E-Gov Chief to Leave OMB


The troubled Electronic Government Act (E-Gov), an initiative passed amid much fanfare by Congress last November touting a new era of government services, received another blow Tuesday with the resignation of Mark Forman, the administrator of e-government and IT at the Office of Management and Budget (OMB).


Forman will be replaced by OMB chief technology Officer Norman Lorentz on an acting basis. Foreman will be taking a position in the private sector. His last day on the job will be Aug. 15.


Forman was hired two years ago by President Bush to oversee the administration’s e-gov agenda, which proposes to make it easier for citizens and businesses to interact with the government, save taxpayer dollars, and streamline citizen-to-government transactions.


The program has had funding problems in Congress. The House Appropriations Committee is calling for only $1 million in 2004 funding for e-gov initiatives, which invests in inter-agency projects with government-wide applications. The Bush Administration requested $45 million for the program.


The Senate has not reported an E-Gov funding bill as yet and Joe Lieberman (D.-Conn.) and Conrad Burns (R. Mont.), who authored the original bill, are expected to fight for more money for the program. The issue will be ultimately be resolved in a compromise budget committee of House and Senate members.
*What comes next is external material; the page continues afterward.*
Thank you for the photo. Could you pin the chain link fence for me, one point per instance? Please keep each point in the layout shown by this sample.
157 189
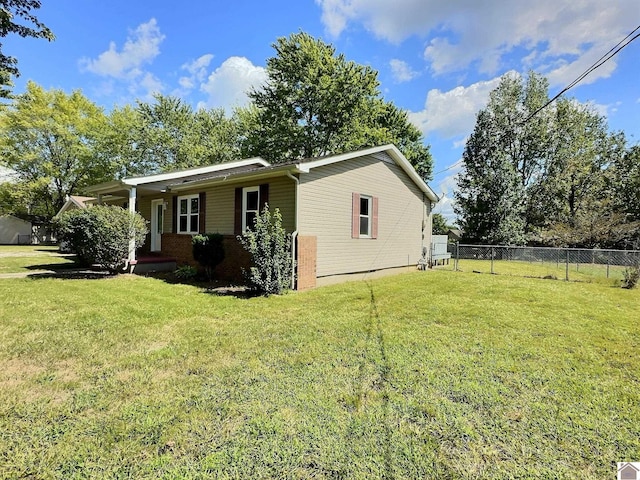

In a letter to OMB Director Joshua Bolten, Reps. Tom Davis (R.-Va.), chairman of the Committee on Government Reform, and Adam Putman (R.-Fla.) expressed disappointment over Forman’s resignation and called him an “agent of change in the technological transformation of the way the federal government conducts its business, both internally and externally.”


Forman is the former vice president of electronic business at Unisys and also served as director of IBM’s e-government consulting. He has also served in senior staff positions on the Senate Governmental Affairs Committee.